T, presence of DGGE band in total communities (T0 and T10); B, in BrdU-incorporated comminities (T5b and T10b); T/B, in both communities; –, DGGE band was not detectable.
Discussion
In our previous study, the BUMP-DGGE analysis revealed phylogenetic affiliations of AGB in coastal waters. This approach allows workers to determine phylotypes contributing to bacterial production at a given time and locale. Furthermore, it is also possible to test growth performance of specific bacteria bearing genes important in biogeochemical cycles when the functional genes instead of 16S rRNA gene are amplified after BrdU-labelling and immunocapturing. For example, the protocol should help to address a question whether light-dependent growth of aerobic phototrophic bacteria and proteorhodopsin-containing bacteria contribute to pelagic bacterial production (Schwalbach et al., 2005; Sieracki et al., 2006). In this study, the same method was successfully applied to open ocean waters where bacterial growth rate was lower and thus BrdU incorporation was less than coastal waters. As ambient substrate availability for growth of bacteria should be much lower in the oceanic waters than the coastal ones, we added much lower concentration of BrdU for labelling to oceanic waters (20 nM) than the coastal ones (1 μM). Hence, our methodology was sensitive enough to detect BrdU-incorporated bacteria in nutrient-poor oligotrophic environments such as the North Pacific Subtropical Gyre, although longer labelling time (> 5 h) was required for it than nutrient-rich coastal waters.

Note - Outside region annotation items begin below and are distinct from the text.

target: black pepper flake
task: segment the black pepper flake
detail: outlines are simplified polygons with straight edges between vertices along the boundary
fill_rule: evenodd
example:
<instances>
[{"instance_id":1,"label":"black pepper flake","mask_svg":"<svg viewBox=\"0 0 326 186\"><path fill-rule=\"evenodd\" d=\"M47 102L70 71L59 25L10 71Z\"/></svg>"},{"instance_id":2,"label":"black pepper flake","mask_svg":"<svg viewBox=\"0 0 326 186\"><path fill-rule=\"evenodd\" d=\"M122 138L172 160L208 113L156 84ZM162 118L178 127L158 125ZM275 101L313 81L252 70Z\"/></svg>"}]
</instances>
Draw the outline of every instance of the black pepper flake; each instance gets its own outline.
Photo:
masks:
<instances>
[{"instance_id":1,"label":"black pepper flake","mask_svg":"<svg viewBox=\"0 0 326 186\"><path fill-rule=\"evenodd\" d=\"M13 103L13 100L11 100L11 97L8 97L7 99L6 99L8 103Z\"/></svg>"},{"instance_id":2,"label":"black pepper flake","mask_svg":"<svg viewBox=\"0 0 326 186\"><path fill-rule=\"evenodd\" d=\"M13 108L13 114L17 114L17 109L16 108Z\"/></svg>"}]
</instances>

To our knowledge, this is the first report on identifying detailed phylotypes of AGB inhabiting oligotrophic open ocean environments. Micro-FISH studies using 3H-thymidine and 3H-leucine showed active growth of SAR11 bacteria in the North Atlantic Ocean (Malmstrom et al., 2004). Also, BrdU immunofluorescence method in combination with 16S rRNA FISH showed that some phylogenetic groups of bacteria such as Roseobacter clade, Alteromonas clade and SAR86 group are actively growing in the North Sea (Pernthaler et al., 2002). BUMP-DGGE analysis gave more detailed affiliation of AGB. Although several studies using RT-PCR-DGGE have revealed detailed phylotypes of metabolically active bacteria (Moesender et al., 2001; Schafer et al., 2001; Troussellier et al., 2002), it has never been performed in open ocean environments.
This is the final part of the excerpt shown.